B1 vitamininin verilmemesinin, yakın zamana kadar Türkiye'de ruhsatının ve satış izninin olmamasından kaynaklı olduğunu vurgulayan Av. Özen, "Ama kısa bir süre önce kanun ve yönetmelikte değişiklik yapılarak bir şahsın artık yurt dışından ilaç getirmesinin şartları düzenlendi. Cumhurbaşkanı'nın onay vermesiyle ilaçlar getirilebilecek. Netice itibarıyla Diyarbakır E Tipi Cezaevi'nin yetkilileriyle görüşerek durumu izah ettik. Bir an evvel, zaman kaybedilmeksizin müvekkilimizin B1 ihtiyacının karşılanmasını talep ettik. Ama şimdiye kadar ilaç verilmesine dair tarafımıza iletilmiş bir bilgi yok maalesef. Tabii önümüzdeki günlerde tekrardan girişimlerimiz olacak. İlgili kurumlardan Türkiye İnsan Hakları Vakfı'nın, Türkiye Tabipler Birliği'nin ve Uluslararası Af Örgütü gibi gözlemci heyetlerden birinci derecede bu açlık grevlerinde hak ihlallerinin yaşanmaması için gerekli tetkiklerini yapmalarını sağlayacak ortamın yaratılmasını talep edeceğiz" diye konuştu. 

'TÜMÖR İÇİN İLAÇLARINI ALAMIYOR'

Güven'in daha önceki tutukluluk dönemlerinde beyninde oluşan tümörden dolayı halen rahatsızlık yaşadığını aktaran Av. Özen, şöyle konuştu: "Bu tümörün sonuçta ilaçlarla ilerlemesi engelleniyor. Sayın Güven, açlık grevine girdikten sonra bu ilaçları da alamıyor. Dolayısıyla bu rahatsızlığı aktif olarak daha da belirginleşti. Bunun etkilerini çok derin bir şekilde görebiliyoruz. 30'uncu günden sonra müvekkilimiz aşırı kilo kaybı yaşamaya başladı. Bu kilo kaybı zamanla daha da artacaktır. Kendisinde şu anda yorgunluk baş göstermiş. Ayrıca 40'ıncı günlerde kendisinde baş ağrısı ve sese aşırı duyarlılık gibi belirecek olan etkiler, 30'uncu günde belirmeye başladı. Bu erken görülmeye başlayan etkilerin nedeni de maalesef B1 vitamininin verilmemesinden kaynaklanıyor."

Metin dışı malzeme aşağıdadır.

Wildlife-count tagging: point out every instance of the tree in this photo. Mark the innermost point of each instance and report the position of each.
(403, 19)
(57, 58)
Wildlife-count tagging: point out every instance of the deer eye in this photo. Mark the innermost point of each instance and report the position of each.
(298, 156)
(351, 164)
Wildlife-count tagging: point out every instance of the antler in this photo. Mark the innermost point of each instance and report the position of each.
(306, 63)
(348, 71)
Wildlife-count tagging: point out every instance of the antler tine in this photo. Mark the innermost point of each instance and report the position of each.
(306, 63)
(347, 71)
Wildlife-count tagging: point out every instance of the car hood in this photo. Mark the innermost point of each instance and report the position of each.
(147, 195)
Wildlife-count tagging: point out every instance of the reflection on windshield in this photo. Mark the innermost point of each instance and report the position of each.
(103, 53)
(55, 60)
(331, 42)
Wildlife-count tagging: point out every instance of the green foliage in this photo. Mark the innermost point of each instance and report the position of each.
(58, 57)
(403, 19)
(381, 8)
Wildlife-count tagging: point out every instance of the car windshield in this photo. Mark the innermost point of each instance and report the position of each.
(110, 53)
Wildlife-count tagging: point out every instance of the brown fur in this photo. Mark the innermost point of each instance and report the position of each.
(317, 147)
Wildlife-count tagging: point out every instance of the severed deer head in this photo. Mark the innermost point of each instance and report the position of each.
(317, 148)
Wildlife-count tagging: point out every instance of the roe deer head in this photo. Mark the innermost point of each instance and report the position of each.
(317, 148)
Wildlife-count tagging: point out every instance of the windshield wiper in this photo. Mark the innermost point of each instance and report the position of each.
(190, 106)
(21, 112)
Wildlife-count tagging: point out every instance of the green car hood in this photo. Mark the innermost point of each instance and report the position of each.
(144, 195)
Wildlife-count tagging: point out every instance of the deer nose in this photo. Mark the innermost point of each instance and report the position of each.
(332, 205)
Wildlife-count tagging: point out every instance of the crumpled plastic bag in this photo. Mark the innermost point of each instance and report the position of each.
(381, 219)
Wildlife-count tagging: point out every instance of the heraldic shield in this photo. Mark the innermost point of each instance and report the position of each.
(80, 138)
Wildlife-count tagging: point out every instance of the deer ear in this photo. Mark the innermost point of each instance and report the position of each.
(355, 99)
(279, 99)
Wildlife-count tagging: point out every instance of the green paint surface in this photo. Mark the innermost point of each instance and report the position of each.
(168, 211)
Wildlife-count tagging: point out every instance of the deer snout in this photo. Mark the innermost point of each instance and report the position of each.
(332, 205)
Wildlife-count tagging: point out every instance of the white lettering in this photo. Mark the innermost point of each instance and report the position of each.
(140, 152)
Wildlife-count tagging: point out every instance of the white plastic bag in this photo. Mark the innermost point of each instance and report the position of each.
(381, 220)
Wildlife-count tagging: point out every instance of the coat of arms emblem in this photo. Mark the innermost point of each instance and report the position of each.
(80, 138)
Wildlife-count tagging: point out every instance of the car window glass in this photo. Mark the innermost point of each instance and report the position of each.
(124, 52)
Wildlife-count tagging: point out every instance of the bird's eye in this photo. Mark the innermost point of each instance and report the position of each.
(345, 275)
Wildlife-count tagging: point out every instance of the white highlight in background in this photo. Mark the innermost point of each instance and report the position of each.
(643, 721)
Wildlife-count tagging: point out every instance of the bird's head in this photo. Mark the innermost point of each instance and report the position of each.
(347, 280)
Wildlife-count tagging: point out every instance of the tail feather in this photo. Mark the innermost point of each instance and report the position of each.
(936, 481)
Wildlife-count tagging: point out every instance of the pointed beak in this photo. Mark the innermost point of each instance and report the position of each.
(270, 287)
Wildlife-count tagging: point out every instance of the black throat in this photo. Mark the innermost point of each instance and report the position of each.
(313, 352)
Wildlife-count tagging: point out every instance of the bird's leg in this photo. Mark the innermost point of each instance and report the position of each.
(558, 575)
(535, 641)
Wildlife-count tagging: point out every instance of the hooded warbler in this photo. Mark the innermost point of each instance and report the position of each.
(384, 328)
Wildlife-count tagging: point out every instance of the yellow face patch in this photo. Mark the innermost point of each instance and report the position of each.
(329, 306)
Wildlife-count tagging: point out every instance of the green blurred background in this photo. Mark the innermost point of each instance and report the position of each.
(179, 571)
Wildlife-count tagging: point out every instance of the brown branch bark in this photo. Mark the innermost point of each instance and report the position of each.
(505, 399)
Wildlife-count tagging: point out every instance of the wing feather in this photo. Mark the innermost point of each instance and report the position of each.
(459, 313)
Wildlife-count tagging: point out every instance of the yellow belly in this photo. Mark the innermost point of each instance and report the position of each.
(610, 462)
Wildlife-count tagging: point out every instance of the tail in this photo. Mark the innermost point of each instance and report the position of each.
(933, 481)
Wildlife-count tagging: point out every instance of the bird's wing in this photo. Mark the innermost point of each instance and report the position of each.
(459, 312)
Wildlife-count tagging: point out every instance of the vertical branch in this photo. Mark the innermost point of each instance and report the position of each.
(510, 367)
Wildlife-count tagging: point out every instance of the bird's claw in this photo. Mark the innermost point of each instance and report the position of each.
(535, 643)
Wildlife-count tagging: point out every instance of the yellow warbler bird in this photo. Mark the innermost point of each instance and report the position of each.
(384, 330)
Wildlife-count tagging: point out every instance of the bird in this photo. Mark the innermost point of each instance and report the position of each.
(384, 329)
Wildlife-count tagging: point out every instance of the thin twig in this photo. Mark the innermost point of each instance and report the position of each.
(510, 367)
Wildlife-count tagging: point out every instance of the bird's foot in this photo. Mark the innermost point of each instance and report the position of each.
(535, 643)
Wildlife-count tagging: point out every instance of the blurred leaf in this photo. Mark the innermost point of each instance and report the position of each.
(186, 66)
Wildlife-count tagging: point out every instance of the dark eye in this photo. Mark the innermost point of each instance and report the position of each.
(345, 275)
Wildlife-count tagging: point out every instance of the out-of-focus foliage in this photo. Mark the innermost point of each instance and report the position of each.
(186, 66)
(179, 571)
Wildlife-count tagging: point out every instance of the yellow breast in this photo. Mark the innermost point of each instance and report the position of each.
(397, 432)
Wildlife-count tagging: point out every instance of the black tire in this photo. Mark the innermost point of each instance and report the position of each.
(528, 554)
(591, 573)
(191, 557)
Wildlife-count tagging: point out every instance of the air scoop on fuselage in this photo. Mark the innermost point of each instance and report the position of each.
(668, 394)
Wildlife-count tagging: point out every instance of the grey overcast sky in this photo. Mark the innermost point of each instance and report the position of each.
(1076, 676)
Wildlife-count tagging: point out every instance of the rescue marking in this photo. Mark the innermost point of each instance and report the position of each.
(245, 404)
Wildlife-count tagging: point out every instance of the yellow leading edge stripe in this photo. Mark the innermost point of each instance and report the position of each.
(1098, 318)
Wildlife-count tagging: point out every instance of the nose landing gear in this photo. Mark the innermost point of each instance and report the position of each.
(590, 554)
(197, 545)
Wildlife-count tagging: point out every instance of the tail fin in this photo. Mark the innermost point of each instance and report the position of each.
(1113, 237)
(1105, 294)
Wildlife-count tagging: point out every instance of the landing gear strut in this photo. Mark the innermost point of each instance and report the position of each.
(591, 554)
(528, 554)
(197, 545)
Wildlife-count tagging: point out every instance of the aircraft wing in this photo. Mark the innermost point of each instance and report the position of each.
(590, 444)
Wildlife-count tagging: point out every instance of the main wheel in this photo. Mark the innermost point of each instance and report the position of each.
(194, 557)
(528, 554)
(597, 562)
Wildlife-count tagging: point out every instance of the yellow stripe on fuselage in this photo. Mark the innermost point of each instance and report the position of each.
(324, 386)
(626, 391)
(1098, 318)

'KİŞİLERE FARKLI REJİM UYGULANAMAZ'

Av. Özen, Güven'in avukatları olarak tüm kamu kurum ve kuruluşlarına seslendiklerini söyleyerek, "Müvekkilimizin talebi, demokratik toplum düzeninin bir talebidir. Bu düzende hukuk herkese adil ve eşit bir şekilde uygulanması gerekir. Sayın Abdullah Öcalan'ın uzun süreden beridir avukatları, vasisi ve ailesiyle görüştürülmemesi, müvekkilimiz Sayın Güven'in de tanımladığı gibi 'Ağır bir tecrittir ve söz konusu bu tecridin hukuki dayanağı yoktur'. Ceza İnfaz Rejimleri herkese eşit uygulanır ve adil olmak zorundadır. Ama maalesef İmralı'da uygulanan infaz rejimi, Ceza İnfaz Rejiminin kendi ilkelerine bile aykırıdır. Uzun süredir kimseyle görüştürülmemesi kesinlikle hukuka uygun değildir. Kişilere farklı rejimler uygulamak, hukuk devleti ilkesiyle de bağdaşmaz" dedi.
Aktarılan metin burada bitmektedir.